On April 8, 2016, United submitted a refund request to the TSA through its consultant, Ryan Excise Tax Services, LLC (Ryan). United sought the return of security fees that it asserted had been erroneously remitted during the period from January 1, 2010 through February 29, 2012. The asserted overpayments can be separated into two categories. First, United claimed that it had erroneously remitted to the TSA $1,059,743.06 in security fees in connection with passengers who bought their tickets from other airlines but were later involuntarily transferred to United flights. For these Involuntary Transfer (IT) tickets, United maintained that it remitted the security fees despite having never collected the fees from the passengers and that the transferring airline, not United, maintained responsibility for their collection and remittance to the TSA.

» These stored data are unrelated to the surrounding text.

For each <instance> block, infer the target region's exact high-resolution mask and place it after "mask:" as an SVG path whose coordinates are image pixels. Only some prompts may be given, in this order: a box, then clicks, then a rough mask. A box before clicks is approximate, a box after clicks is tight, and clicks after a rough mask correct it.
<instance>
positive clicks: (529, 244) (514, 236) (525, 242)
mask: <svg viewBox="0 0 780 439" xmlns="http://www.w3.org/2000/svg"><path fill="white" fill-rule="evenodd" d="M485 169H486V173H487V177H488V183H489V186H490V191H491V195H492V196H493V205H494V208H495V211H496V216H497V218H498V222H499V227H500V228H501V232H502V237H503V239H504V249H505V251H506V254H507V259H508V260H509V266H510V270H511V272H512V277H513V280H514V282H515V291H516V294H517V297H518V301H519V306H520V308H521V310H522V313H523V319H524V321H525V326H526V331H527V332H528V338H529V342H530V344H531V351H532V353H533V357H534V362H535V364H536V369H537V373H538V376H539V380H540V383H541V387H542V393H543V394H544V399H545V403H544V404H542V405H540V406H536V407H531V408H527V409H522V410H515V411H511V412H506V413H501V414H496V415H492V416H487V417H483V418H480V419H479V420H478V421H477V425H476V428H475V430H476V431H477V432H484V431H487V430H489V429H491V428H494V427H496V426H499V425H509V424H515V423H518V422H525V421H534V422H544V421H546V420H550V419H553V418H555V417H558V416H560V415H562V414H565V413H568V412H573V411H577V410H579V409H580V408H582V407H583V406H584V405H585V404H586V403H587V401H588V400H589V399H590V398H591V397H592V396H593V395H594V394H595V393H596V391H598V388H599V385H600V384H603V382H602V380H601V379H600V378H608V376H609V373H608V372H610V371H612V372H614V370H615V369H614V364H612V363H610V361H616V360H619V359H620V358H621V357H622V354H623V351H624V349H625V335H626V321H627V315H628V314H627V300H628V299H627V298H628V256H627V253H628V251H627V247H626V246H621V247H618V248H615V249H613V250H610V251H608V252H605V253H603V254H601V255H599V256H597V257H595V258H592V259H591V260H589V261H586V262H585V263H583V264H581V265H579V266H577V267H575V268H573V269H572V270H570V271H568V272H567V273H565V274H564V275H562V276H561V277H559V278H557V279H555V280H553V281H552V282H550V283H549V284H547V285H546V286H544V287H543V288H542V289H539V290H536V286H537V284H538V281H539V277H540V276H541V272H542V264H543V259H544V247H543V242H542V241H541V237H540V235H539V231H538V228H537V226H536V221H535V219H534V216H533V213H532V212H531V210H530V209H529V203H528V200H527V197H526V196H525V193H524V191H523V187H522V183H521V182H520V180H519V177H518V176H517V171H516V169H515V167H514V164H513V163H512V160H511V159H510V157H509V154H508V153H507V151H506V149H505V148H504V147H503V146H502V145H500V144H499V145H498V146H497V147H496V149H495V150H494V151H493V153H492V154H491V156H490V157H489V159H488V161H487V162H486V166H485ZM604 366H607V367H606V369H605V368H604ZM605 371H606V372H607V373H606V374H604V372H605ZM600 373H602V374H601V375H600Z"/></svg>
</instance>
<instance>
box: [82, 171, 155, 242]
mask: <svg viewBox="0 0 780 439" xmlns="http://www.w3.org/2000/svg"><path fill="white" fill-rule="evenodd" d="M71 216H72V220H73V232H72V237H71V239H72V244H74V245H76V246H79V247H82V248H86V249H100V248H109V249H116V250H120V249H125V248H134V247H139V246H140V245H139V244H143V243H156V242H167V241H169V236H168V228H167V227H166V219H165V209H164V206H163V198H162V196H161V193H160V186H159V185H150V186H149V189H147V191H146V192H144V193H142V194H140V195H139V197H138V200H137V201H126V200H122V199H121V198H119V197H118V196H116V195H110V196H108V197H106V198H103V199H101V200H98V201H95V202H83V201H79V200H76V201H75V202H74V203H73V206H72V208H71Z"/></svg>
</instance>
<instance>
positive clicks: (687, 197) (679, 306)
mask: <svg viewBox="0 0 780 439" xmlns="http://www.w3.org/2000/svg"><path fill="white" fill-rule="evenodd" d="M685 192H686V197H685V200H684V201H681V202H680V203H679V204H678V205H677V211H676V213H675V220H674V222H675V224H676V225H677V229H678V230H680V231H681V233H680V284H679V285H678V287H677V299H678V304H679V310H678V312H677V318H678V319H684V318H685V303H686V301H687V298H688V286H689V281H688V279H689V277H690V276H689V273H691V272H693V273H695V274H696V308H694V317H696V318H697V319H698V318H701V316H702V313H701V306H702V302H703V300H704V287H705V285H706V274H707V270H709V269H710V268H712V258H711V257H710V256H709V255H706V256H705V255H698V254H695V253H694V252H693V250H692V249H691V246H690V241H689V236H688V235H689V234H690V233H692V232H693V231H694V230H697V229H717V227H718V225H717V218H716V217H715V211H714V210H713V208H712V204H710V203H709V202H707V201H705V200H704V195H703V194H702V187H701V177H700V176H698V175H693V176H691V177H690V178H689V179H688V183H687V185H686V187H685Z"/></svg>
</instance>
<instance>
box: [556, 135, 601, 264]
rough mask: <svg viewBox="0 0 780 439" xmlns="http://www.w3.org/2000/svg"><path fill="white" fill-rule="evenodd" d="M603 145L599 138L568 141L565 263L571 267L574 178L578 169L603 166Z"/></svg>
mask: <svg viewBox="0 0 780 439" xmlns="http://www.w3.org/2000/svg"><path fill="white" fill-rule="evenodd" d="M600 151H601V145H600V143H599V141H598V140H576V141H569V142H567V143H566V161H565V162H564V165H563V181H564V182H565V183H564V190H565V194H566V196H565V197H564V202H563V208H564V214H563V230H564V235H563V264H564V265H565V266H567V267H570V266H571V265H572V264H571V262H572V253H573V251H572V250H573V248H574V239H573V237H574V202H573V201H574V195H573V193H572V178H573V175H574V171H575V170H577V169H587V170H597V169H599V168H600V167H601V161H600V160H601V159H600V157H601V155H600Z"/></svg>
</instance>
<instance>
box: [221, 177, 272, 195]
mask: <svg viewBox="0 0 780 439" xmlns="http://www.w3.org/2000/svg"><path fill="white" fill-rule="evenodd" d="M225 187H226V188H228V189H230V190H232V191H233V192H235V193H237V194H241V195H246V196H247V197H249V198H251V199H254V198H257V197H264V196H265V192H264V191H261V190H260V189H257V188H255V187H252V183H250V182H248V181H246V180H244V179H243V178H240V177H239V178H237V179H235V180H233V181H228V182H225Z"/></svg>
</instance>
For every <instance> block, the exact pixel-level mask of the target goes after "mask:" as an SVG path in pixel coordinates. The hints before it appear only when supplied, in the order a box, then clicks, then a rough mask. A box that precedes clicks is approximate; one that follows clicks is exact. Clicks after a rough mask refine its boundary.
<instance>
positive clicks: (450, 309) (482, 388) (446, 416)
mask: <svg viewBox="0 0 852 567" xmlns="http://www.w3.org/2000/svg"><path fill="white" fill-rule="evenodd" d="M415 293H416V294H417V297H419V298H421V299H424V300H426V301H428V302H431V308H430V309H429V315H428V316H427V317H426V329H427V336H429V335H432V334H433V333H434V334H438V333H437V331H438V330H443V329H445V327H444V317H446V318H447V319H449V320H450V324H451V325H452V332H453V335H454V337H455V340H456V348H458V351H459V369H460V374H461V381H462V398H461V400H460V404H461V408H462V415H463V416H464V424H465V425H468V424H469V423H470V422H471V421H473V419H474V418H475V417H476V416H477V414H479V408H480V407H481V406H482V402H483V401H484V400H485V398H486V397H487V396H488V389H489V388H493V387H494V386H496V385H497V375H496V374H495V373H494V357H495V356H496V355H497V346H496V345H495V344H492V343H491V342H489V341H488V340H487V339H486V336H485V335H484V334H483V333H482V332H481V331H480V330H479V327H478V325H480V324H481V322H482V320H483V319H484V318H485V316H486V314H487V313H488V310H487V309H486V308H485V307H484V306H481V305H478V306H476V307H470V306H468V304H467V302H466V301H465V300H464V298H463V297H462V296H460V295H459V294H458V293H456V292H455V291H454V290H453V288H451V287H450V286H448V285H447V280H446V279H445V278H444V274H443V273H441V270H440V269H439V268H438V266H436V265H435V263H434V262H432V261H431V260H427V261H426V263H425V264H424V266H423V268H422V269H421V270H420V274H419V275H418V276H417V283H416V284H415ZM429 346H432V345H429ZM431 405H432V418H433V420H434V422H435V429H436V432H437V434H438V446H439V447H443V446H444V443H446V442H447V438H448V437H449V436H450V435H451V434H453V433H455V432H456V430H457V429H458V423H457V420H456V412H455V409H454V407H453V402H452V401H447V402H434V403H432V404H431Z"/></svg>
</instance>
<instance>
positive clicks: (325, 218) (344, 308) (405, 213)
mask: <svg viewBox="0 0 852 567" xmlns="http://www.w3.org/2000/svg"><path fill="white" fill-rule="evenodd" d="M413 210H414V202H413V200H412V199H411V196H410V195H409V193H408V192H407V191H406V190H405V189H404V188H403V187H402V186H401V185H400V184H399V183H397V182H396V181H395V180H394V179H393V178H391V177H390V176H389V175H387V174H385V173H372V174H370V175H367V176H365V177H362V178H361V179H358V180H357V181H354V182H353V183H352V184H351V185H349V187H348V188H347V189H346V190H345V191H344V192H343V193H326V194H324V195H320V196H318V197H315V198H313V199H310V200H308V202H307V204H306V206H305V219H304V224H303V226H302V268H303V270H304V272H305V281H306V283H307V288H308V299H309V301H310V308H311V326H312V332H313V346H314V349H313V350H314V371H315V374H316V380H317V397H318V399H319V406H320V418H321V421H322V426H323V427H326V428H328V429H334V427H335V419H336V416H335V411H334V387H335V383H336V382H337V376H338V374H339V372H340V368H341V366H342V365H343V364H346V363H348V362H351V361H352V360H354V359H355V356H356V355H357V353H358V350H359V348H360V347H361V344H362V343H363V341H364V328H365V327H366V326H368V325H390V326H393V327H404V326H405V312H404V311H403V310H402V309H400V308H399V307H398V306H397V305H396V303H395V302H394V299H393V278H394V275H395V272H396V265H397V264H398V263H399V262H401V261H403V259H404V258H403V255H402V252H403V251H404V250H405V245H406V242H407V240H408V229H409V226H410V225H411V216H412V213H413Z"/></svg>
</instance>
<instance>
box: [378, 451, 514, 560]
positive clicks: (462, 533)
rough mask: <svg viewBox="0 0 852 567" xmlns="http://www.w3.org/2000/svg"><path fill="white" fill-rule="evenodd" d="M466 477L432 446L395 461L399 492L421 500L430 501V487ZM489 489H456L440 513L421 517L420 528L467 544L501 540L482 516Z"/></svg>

Second, United claimed that it had erroneously remitted $478,244.88 in connection with tickets for which United had collected the security fee in a foreign currency but subsequent fluctuations in the foreign exchange rate caused the collected 4 fee to be slightly more or slightly less than the amount required by statute—$2.50, or a multiple thereof—when it was ultimately recorded by United. 1 If the converted amount was less than the statutorily required amount, United adjusted upward and remitted the amount required by statute. But if the converted amount was more than the statutory amount, United did not adjust downward, instead remitting the higher amount to the TSA. For these Exchange-Rate-Difference (ERD) tickets, United claimed its practice resulted in a net overpayment to the TSA.

On April 18, 2016, the TSA promptly denied United’s refund request, concluding that the request was precluded by United’s failure to express its concerns during an audit conducted by the TSA in 2012. See United Airlines, Inc. v. TSA, 859 F.3d 67, 69–70 (D.C. Cir. 2017). This Court disagreed and remanded for further administrative proceedings. Id. at 70–71.

On remand, United renewed and supplemented its refund request in a letter to the TSA that outlined Ryan’s methodology. Ryan first identified the two sets of tickets at issue here: one that included all tickets for which another airline’s ticket stock had been involuntarily used as payment for a United ticket—the IT tickets—and one that included all tickets for which a security fee was deposited into United’s fee account that was not evenly divisible by the then-applicable statutory fee amount of $2.50—the ERD tickets. Ryan then undertook a “programmatic review” by running a computer formula programmed to determine whether the correct security fee had been remitted for each ticket. For the IT tickets, Ryan treated any payment of a security fee as an overpayment. For

1 For example, if a ticket sold in euros results in a security fee of €1.80, the converted amount in U.S. dollars might be $2.45 one day or $2.55 two days later, notwithstanding the intended fee amount is $2.50.